Data de 04 de outubro de 2017 o pedido inicial feito pela Prefeitura do Natal de licenciamento prévio para as obras de contenção da erosão que já havia sido identificada numa área que vai desde o Morro do Careca, na Praia de Ponta Negra, até o Hotel Serhs, na Via Costeira.
Em resposta a esse pedido, o Idema entregou, em julho de 2018, o Termo de Referência para elaboração do estudo de Impacto Ambiental (EIA) e Relatório de Impacto Ambiental (RIMA), que devem ser realizados por quem solicitou a autorização para a obra. Após receber o Termo, a Prefeitura do Natal tinha um prazo de 180 dias (cerca de seis meses) para entregar os estudos do EIA/RIMA (Estudo de Impacto Ambiental/ Relatório de Impacto Ambiental). Porém, esses documentos só foram entregues pela administração municipal ao Idema em 25 de agosto de 2022, ou seja, 3 anos e 7 meses depois.

“A primeira surpresa foi com o espaço vazio entre o pedido e entrega de estudos.
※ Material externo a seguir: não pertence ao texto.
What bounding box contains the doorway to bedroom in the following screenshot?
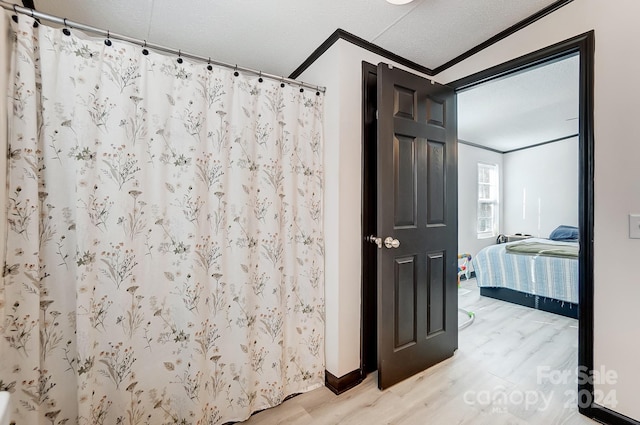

No material descritivo, que é o 1º documento com orientações para o Executivo, notei que são três obras diferentes e não uma só: a dragagem de uma jazida, a engorda, que é a alimentação costeira, e o prolongamento do enrocamento”, expõe.
“São três obras diferentes com impactos diferentes. O impacto da engorda é mais durante a execução da obra, o que preocupa é a dragagem da jazida subaquática. Apesar de ser a primeira no memorial, não há nada de estudo sobre isso. Há vício de origem”, reforça Abner.
Apesar da licença emitida pelo Idema, a obra de engorda da Praia de Ponta Negra ainda não foi iniciada até esta segunda (26). A DTA, empresa vencedora da licitação para executar o serviço, instalou um canteiro de obras na Via Costeira.